Once you have determined the polarity type, the method of referring to the power meter is basically the same as the traditional power meter/light source setup. Attach the reference line(s), press the zero/reference button, connect your test cable, select the polarity test cable, and within about 10 seconds you have the entire MPO cable certification loss and transfer results can be stored and prepared to be organized into a report of yours The computer is for you and the client.

With the ability to save up to thousands of tests and define your own pass/fail thresholds, you can flexibly test MPO cables in any situation you or your customers need. When reporting results, each file slot on the meter contains 12 channels (fiber) results, and the pass/fail mark is visible, so you can easily identify and organize the test results. If you want, you can export hundreds of files in a few seconds. Then, the PC software program allows you to customize the header information. You can include details such as test location, date/time, operator, company, etc.

The optical fiber industry provides MPO loss test kits for single-mode and multi-mode cables, which are of great value to all-optical fiber technicians.
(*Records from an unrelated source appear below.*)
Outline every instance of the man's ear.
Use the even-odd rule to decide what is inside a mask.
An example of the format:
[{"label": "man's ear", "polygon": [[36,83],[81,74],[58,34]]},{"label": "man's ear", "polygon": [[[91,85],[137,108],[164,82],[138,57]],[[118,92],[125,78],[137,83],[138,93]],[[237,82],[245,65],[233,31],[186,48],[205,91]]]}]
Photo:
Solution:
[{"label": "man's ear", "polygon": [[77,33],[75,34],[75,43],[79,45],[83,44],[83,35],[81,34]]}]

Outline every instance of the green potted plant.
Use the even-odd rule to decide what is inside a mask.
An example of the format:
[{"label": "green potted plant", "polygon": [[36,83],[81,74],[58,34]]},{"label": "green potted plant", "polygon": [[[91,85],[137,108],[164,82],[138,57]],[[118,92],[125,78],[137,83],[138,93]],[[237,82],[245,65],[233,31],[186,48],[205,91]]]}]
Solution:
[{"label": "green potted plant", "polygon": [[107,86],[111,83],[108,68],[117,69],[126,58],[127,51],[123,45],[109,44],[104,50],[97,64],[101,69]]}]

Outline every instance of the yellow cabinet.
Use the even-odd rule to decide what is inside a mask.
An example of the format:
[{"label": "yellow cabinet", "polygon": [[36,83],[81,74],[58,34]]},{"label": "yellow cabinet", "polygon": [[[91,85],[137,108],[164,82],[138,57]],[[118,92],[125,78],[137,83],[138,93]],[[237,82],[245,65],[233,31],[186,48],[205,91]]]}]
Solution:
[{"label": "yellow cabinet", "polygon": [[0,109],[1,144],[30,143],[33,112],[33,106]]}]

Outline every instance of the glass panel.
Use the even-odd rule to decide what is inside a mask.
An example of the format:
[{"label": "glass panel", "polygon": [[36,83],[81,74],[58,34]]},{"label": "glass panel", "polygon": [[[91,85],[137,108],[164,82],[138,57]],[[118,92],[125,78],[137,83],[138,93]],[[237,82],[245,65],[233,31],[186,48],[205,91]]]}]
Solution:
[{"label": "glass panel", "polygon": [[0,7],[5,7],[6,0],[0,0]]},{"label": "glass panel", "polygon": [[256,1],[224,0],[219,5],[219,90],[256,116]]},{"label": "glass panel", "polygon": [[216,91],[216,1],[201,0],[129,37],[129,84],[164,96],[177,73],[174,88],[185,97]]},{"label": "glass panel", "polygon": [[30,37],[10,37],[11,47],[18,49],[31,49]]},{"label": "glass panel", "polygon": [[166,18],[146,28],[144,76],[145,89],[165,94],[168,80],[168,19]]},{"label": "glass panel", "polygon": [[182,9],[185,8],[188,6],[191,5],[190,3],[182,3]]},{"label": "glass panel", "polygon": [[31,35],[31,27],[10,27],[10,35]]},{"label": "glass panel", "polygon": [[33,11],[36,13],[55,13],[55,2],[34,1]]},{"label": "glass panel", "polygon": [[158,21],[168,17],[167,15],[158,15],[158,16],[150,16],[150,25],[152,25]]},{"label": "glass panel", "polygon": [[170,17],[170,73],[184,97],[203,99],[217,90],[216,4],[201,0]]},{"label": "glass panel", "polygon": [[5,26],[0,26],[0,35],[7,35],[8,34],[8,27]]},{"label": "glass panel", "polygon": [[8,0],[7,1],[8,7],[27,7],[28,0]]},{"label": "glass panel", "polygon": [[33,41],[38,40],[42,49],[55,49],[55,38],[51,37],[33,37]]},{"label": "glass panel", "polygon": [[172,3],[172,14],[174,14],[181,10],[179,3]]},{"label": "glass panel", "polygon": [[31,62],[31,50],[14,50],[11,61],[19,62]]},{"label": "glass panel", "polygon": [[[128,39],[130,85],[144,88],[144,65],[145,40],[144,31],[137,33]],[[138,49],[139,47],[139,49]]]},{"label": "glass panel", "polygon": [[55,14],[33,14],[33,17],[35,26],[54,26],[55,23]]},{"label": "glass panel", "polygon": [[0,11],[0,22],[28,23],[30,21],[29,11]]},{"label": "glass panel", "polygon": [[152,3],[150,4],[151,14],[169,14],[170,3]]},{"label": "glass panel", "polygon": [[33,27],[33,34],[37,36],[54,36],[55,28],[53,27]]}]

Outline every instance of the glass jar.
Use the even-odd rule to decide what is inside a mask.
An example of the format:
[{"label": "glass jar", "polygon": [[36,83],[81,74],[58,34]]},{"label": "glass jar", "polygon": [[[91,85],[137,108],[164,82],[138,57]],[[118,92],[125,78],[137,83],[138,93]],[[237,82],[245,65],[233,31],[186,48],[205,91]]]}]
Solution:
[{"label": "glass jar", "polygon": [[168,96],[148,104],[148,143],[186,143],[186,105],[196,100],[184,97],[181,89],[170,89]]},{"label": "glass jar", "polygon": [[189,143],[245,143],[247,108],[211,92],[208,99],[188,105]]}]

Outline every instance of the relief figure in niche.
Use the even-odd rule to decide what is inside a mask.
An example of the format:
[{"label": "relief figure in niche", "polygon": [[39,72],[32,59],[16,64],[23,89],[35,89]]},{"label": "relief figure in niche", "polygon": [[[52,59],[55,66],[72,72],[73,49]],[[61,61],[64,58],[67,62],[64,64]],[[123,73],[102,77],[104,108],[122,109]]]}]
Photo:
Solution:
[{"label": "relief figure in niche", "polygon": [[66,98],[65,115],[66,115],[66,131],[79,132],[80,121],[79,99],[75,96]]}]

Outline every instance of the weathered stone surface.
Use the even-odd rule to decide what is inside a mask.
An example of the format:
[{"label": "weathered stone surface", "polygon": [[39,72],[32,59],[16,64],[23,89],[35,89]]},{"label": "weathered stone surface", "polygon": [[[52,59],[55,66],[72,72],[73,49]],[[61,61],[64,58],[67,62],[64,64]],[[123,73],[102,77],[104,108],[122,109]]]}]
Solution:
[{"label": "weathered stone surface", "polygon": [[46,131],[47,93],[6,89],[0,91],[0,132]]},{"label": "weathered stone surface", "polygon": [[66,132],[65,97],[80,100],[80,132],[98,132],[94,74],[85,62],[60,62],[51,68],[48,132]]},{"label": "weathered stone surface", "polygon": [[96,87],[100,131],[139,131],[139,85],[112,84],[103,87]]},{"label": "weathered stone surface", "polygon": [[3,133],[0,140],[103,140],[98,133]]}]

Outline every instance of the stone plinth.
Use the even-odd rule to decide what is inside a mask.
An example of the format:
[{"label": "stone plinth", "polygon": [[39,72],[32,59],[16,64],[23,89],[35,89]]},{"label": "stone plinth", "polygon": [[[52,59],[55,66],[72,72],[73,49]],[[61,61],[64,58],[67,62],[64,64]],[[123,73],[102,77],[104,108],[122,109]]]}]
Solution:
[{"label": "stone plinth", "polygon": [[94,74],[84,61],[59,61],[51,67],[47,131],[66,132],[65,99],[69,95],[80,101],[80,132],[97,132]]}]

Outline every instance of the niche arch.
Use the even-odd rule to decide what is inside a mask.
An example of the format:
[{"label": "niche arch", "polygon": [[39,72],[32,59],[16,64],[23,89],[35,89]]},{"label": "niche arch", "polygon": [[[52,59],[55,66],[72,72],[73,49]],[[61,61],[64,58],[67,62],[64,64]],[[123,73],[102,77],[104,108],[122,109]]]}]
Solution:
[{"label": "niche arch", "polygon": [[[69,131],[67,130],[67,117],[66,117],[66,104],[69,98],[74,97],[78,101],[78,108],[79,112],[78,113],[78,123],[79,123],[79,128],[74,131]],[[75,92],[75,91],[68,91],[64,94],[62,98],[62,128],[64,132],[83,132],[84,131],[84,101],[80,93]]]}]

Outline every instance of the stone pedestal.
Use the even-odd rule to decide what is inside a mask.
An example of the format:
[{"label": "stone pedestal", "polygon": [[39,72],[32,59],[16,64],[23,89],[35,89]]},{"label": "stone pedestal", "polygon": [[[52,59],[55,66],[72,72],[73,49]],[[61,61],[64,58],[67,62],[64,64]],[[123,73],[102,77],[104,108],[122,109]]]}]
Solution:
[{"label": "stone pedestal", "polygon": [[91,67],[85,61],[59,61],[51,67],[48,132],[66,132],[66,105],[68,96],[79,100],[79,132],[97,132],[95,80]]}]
Multi-modules usually include a power meter and 850nm light source and appropriate reference cables. If you are testing a large number of multimode cables, it is important to ensure that your multimode source is “surround flux compatible.” Due to the nature of the multimode LED light source emitted to the cable, there are other modes of light in the first few meters of fiber cladding, which can invalidate the power reference (dBm).
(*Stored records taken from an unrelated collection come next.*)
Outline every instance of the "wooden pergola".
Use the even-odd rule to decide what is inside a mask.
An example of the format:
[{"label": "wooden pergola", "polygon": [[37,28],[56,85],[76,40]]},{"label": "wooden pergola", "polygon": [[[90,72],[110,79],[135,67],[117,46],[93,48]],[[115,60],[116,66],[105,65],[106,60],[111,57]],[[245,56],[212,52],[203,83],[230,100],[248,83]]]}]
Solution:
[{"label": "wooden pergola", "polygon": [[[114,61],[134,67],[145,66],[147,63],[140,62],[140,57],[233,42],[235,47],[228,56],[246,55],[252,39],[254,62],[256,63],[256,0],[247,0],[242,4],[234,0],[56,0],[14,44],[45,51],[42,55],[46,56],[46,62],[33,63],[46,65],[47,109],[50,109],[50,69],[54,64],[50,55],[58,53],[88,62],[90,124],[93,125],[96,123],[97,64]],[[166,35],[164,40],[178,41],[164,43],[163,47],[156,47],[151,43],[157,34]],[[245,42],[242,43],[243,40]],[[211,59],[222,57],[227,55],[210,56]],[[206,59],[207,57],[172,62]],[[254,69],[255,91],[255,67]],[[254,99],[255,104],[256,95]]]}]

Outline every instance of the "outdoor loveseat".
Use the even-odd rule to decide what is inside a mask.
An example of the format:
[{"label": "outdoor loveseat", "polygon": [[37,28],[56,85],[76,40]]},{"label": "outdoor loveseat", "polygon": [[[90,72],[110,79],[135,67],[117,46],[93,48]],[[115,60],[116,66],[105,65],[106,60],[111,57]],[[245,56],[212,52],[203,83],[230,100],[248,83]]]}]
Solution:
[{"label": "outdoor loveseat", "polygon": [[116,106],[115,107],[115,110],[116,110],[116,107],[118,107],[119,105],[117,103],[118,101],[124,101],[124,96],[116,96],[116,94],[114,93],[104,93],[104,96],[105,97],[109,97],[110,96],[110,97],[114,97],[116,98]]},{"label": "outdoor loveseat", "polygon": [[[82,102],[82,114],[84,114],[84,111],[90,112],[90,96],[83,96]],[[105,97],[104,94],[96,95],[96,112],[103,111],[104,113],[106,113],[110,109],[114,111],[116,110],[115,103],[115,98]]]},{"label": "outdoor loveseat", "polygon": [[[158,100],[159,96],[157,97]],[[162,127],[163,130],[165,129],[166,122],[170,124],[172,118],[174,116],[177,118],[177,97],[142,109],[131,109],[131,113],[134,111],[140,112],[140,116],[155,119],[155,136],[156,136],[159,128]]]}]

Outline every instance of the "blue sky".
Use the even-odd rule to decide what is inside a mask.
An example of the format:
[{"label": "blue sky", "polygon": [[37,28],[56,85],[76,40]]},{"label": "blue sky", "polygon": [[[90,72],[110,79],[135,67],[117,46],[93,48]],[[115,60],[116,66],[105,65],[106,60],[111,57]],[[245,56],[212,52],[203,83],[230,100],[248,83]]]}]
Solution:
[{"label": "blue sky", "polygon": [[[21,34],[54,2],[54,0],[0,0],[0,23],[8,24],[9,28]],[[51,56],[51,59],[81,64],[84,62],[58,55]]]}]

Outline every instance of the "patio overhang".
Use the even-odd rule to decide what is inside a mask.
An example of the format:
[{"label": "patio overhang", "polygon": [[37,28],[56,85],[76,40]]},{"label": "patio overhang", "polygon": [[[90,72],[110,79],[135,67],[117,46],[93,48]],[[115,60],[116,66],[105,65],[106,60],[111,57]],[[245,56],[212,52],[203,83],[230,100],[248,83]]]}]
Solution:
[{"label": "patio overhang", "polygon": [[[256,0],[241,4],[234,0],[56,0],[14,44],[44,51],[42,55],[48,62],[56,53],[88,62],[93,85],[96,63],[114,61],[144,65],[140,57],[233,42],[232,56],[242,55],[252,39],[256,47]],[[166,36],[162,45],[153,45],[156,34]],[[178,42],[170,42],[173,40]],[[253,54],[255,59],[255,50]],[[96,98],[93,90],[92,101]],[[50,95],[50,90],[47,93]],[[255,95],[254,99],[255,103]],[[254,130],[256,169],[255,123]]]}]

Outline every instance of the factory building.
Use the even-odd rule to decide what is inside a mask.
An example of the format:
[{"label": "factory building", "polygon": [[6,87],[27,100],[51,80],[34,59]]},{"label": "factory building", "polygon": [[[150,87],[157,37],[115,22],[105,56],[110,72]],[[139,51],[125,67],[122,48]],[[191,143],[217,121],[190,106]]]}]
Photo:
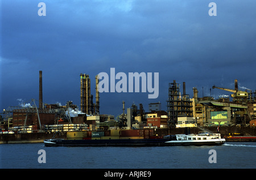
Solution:
[{"label": "factory building", "polygon": [[158,102],[149,104],[148,110],[150,112],[161,110],[161,103],[160,103],[160,102]]},{"label": "factory building", "polygon": [[[199,126],[246,126],[255,116],[254,93],[238,89],[237,80],[235,80],[234,89],[217,87],[216,88],[233,92],[232,102],[229,98],[214,100],[212,97],[198,97],[198,91],[193,88],[193,117]],[[249,97],[250,96],[250,97]]]},{"label": "factory building", "polygon": [[169,126],[175,126],[178,117],[192,117],[192,101],[189,95],[185,92],[185,83],[183,83],[183,94],[180,92],[180,84],[174,80],[169,83],[168,98],[167,100],[168,123]]},{"label": "factory building", "polygon": [[147,126],[167,128],[167,113],[164,110],[154,111],[146,114]]}]

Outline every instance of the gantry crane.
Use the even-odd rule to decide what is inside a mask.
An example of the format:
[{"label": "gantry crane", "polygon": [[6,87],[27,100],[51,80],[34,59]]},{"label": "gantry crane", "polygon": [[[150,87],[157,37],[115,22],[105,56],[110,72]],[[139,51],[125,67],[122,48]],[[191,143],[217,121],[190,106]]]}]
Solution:
[{"label": "gantry crane", "polygon": [[224,88],[220,88],[213,85],[213,89],[217,88],[221,90],[224,90],[229,92],[233,92],[233,94],[231,95],[231,97],[233,97],[233,101],[234,102],[247,102],[248,98],[248,93],[246,91],[239,91],[237,85],[237,79],[235,79],[235,89],[230,89]]}]

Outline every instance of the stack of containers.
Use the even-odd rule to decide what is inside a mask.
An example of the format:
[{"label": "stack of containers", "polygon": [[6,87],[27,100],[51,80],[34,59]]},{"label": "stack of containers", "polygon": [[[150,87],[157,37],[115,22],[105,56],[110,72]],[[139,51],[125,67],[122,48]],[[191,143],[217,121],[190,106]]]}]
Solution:
[{"label": "stack of containers", "polygon": [[120,139],[144,139],[143,130],[121,130]]},{"label": "stack of containers", "polygon": [[92,139],[101,139],[104,136],[104,131],[92,131]]},{"label": "stack of containers", "polygon": [[144,139],[150,139],[154,136],[154,130],[146,128],[143,130]]}]

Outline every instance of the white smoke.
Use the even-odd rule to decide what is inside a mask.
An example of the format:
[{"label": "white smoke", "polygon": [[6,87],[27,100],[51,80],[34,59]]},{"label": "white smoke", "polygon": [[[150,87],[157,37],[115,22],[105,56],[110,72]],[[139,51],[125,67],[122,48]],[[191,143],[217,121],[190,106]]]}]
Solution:
[{"label": "white smoke", "polygon": [[61,103],[60,102],[56,102],[55,103],[55,104],[57,104],[59,106],[61,106]]},{"label": "white smoke", "polygon": [[240,85],[238,85],[238,87],[240,89],[245,89],[245,90],[251,91],[251,89],[250,89],[249,88],[246,88],[246,87],[245,87],[244,86],[240,86]]},{"label": "white smoke", "polygon": [[30,103],[24,103],[24,100],[21,98],[17,98],[17,101],[19,101],[19,106],[23,107],[23,108],[31,108],[32,106]]},{"label": "white smoke", "polygon": [[229,97],[229,96],[227,96],[225,95],[219,95],[218,97]]},{"label": "white smoke", "polygon": [[68,116],[69,113],[71,117],[78,117],[79,114],[85,114],[82,113],[81,110],[78,110],[77,109],[73,109],[71,108],[68,108],[68,110],[66,111],[67,116]]}]

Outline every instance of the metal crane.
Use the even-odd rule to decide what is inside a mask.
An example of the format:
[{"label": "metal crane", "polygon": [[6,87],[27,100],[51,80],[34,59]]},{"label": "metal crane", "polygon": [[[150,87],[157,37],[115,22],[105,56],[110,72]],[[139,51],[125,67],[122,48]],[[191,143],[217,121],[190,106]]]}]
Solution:
[{"label": "metal crane", "polygon": [[235,89],[230,89],[224,88],[220,88],[213,85],[212,87],[213,89],[217,88],[221,90],[224,90],[229,92],[233,92],[233,94],[231,95],[231,97],[233,98],[233,101],[234,102],[246,102],[248,98],[248,93],[246,91],[238,91],[238,85],[237,85],[237,79],[235,79]]}]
This is the traditional reason why the mandrel is used for MM testing, but the design of the surrounding magnetic flux compliance source and/or reference line allows for a more consistent reference, which means less variation in insertion loss results after testing. As for single-mode kits, they can include 1310nm or 1550nm light sources. The power meter and light source can also be obtained separately.
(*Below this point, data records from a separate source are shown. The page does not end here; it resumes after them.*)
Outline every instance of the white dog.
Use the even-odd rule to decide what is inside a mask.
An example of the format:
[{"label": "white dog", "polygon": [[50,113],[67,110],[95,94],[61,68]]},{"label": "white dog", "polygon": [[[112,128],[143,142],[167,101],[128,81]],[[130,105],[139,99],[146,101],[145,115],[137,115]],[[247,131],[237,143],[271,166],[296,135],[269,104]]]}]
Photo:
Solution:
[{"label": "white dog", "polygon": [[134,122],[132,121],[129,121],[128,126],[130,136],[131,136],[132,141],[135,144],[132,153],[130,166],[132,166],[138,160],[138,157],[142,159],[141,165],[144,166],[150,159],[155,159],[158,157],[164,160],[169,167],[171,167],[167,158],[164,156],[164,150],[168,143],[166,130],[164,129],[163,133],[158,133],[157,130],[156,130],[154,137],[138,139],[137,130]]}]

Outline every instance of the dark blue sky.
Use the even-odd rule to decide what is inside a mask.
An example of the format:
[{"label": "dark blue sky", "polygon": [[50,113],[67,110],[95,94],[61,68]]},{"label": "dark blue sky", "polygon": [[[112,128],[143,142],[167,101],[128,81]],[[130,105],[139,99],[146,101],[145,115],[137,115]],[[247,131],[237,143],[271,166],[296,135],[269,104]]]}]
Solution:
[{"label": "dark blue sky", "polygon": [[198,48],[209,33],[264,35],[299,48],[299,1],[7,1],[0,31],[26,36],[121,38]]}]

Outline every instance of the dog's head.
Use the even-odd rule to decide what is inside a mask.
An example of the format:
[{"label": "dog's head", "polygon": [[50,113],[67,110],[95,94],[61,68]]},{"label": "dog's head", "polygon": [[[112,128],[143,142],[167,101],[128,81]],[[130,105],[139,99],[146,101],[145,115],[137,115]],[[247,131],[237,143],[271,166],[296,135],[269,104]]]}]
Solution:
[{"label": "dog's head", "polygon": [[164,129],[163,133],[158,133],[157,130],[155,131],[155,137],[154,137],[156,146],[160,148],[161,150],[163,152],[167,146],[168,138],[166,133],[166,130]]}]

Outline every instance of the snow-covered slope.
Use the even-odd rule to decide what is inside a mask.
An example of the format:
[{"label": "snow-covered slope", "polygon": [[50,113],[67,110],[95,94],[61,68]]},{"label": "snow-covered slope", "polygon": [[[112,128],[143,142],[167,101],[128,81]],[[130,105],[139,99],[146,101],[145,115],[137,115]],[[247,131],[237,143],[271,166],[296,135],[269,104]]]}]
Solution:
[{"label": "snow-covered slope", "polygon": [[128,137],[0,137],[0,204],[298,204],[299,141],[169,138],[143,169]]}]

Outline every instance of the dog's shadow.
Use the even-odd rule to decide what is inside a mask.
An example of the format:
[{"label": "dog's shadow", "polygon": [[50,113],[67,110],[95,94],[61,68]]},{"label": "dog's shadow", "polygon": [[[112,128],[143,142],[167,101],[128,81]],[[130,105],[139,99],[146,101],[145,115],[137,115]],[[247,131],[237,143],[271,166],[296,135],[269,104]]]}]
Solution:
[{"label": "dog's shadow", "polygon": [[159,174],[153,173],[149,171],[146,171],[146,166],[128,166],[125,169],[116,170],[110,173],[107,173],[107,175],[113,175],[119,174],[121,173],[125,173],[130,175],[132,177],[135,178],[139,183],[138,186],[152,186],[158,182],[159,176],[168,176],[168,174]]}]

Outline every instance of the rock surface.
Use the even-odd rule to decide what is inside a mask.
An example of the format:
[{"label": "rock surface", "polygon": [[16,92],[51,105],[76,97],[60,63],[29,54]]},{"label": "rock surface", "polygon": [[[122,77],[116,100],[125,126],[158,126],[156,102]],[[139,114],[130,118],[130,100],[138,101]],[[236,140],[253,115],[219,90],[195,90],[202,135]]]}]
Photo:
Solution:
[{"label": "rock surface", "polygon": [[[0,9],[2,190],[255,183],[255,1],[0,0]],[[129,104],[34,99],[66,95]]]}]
When it comes to customers and their expectations for MPO test applications, it should be noted that more than insertion loss testing and polarity verification are needed; there are other tools for maintaining and properly verifying these types of cables. Since insertion loss is a major problem in testing, and most cable loss comes from the connector itself, MPO detection probes are becoming more and more popular to ensure that the MPO end face is clean. This works hand in hand with appropriate cleaning consumables to keep the 12-24 fiber end-faces clean and defect-free.

Today, most MPO test sets are used in conjunction with MPO visual inspection probes, and the pass/fail software follows the IEC industry standard. This can ensure that the cable is checked and passed by the user during installation and testing. These images can be uploaded to the report in the same way as typical single fiber images.

As far as cleaning is concerned, there are various cleaning agents available. The most effective is the “click” type cleaning pen; it can clean MPO male and female threaded joints, and can also clean the matching sleeve bulkhead. The user can also press the connector into the gel pad. When the connector is removed from the gel pad, any debris on the connector end face will remain in the gel, keeping the end face clean.

MPO test kits commonly include MPO meters, MPO light sources, reference cables, matching sleeves, AC power adapters, and reporting software. Separate additional accessories to aid maintenance: MPO connector push cleaner, MPO gender change tool, MPO/LC disconnect cable, additional reference wire, and mating sleeve.

As you can see, MPO-type connectors have not made any progress, and now the industry provides some options that allow technicians to properly verify, test, and certify all aspects of their MPO cable assemblies. Whether it is polarity or continuity verification, insertion loss testing, or end-face inspection, these tools exist to ensure that these components are manufactured for high-density and high-bandwidth applications.